Optimal transport (OT) is a kind of problem that tries to find the best way to transport resources in a given shape to another given shape. Despite the deceptively simple definition, the process by which OT is solved for in computational problems is usually too costly a process for many needs.
A new algorithm, dubbed SPOT, is able to solve OT problems in a scalable, computationally inexpensive manner. SPOT is also the first algorithm that is able to effectively solve the OT problem in a continuous case, which was once labeled as prohibitive.
“In many cases, OT problems are considered computationally prohibitive,” said School of Computational Science and Engineering (CSE) Ph.D. Student Yujia Xie, the primary investigator of the study.
“One such example is in high-dimensional continuous cases.

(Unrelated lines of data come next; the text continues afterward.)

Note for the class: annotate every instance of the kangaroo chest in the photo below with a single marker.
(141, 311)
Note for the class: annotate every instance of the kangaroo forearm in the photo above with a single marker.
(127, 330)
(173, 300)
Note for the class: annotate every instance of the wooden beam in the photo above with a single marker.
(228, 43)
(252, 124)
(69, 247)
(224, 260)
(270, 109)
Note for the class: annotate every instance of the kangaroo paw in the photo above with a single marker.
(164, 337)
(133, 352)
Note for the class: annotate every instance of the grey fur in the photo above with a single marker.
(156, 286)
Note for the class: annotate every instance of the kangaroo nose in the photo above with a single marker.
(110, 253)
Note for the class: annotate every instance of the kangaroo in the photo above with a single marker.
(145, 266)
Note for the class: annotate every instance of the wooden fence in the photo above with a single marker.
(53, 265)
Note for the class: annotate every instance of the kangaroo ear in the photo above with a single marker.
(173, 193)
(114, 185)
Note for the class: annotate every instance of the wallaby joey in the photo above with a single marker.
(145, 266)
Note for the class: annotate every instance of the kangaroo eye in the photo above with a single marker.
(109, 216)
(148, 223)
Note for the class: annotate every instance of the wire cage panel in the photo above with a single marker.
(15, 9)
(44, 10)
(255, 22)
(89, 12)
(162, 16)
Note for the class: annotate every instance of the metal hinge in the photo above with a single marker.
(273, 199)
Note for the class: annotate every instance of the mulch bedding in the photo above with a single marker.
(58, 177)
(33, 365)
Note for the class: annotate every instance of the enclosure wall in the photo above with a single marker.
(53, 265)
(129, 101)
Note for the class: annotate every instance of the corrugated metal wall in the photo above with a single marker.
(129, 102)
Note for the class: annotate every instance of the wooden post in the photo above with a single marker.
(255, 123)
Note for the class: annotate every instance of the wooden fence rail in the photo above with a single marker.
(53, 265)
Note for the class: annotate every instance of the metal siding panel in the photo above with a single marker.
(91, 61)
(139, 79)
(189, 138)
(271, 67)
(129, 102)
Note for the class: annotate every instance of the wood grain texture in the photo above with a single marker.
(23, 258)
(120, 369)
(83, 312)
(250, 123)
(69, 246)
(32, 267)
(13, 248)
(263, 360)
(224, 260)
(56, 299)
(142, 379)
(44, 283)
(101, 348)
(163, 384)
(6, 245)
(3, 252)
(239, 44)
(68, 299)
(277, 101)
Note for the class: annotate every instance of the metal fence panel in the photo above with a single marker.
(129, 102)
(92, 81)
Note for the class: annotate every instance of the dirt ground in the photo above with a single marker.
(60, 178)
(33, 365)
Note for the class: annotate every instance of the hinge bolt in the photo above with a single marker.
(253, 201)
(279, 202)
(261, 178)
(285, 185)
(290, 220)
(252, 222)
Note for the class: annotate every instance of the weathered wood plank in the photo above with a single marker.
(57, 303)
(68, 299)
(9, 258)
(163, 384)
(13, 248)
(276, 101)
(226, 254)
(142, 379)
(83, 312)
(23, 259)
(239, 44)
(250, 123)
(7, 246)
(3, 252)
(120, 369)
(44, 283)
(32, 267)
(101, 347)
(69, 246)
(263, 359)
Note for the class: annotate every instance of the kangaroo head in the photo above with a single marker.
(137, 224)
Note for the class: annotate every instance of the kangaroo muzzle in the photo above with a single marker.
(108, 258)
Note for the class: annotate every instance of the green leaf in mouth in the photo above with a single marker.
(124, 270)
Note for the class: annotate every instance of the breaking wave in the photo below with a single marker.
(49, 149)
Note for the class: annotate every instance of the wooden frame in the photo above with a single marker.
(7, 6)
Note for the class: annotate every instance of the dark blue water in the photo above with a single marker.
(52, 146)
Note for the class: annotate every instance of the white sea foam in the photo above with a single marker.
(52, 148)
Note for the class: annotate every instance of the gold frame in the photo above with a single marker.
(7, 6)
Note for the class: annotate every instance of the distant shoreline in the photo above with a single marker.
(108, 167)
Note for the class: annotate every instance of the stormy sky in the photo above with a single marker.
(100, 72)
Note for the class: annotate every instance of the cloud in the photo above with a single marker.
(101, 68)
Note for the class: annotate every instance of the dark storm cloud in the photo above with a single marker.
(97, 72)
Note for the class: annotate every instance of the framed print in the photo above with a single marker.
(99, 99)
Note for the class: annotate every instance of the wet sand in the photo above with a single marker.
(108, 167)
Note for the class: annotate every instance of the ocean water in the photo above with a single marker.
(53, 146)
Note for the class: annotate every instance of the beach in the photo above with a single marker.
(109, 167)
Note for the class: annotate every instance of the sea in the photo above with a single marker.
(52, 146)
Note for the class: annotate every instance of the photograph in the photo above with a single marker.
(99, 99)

For continuous cases, people used to discretize the space first, then treat the problem as a discrete optimization problem. However, the computation is very expensive. This makes the high-dimensional problem prohibitive. SPOT is able to solve such problems efficiently, which is a greatly liberating move towards more effective transport for computational needs.”
The optimal transport problem has a long history that dates back to 1781. It has wide applications, including applied mathematics, economy and geography. One of its important uses is to compare how close two probability distributions are.
“Our algorithm not only gives an elegant solution to optimal transport problems seen in computational applications, but also provides an example of how to apply recently developed implicit generative tools to challenges with a long history. Hopefully, people can become inspired by the idea in solving other challenges.”
Xie will present the findings of this paper on Thursday June 13, 2019 at the Thirty-sixth International Conference on Machine Learning.